Young people need resources and support to thrive both during adolescence and into adulthood. To work toward this, we need to be able to measure, track, and determine indicators that represent all aspects of well-being.

Policymakers, funders, researchers, advocates, and practitioners use indicators of youth well-being, such as young people’s characteristics, living conditions, and the resources available to them, to track how well-being differs over time and between groups. However, our recent research suggests we must think more expansively to ensure indicators capture all domains of youth well-being. We also need to think critically about how we’re using indicators to guide and evaluate our efforts. We’ve identified five strategies that can help the field better measure young people’s well-being.

  1. Involve young people. All people using youth well-being indicators would benefit from having young people directly involved in defining concepts, determining measures, and interpreting results.
  2. Recognize how intersecting identities shape a person’s ideas about well-being.

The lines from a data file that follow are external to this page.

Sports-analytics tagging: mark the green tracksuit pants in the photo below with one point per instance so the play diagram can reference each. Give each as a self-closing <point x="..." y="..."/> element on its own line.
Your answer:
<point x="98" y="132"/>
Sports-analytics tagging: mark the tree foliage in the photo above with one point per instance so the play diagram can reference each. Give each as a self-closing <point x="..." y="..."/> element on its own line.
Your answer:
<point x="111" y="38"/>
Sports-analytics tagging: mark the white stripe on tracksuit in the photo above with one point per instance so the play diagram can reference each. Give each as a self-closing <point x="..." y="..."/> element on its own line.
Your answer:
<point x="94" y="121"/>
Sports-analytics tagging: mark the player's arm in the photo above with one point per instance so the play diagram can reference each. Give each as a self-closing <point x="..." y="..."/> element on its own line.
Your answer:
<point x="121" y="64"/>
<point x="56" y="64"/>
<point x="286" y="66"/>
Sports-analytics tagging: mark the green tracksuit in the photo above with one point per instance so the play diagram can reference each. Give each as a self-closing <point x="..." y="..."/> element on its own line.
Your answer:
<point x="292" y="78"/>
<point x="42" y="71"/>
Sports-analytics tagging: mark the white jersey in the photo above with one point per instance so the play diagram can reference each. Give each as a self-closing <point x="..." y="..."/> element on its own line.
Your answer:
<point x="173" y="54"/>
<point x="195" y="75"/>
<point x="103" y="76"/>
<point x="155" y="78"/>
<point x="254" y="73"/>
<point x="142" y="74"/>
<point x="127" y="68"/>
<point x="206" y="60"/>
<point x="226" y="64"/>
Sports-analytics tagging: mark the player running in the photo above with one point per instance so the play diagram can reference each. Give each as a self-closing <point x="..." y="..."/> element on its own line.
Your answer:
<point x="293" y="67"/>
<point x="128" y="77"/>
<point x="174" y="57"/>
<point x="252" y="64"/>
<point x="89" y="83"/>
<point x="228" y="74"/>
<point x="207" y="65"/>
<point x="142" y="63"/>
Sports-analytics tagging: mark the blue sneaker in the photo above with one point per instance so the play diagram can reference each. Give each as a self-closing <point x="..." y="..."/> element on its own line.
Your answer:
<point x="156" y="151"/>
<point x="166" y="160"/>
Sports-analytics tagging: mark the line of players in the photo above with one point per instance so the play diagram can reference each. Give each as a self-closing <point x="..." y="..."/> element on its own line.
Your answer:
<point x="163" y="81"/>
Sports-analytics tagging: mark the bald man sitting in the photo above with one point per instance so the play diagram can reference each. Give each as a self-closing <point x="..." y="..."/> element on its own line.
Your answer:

    What people think is important to well-being may differ depending on their racial, cultural, and other identities. People designing and using youth well-being indicators should know this and ideally incorporate diverse perspectives early in any design process.
  3. Center racial equity and the role of structural racism.
    Emphasizing racial equity in youth well-being indicators involves looking beyond individual behavior and acknowledging how structural racism shapes the community conditions and systems that influence young people’s outcomes.
  4. Advocate for data disaggregation. People invested in youth well-being should advocate for filling gaps in existing data sources that have limited disaggregation by race and ethnicity and other identities, while balancing the desire for detailed information with privacy concerns.
  5. Focus on positive perspectives and assets. Indicators have historically focused on people’s and communities’ deficits.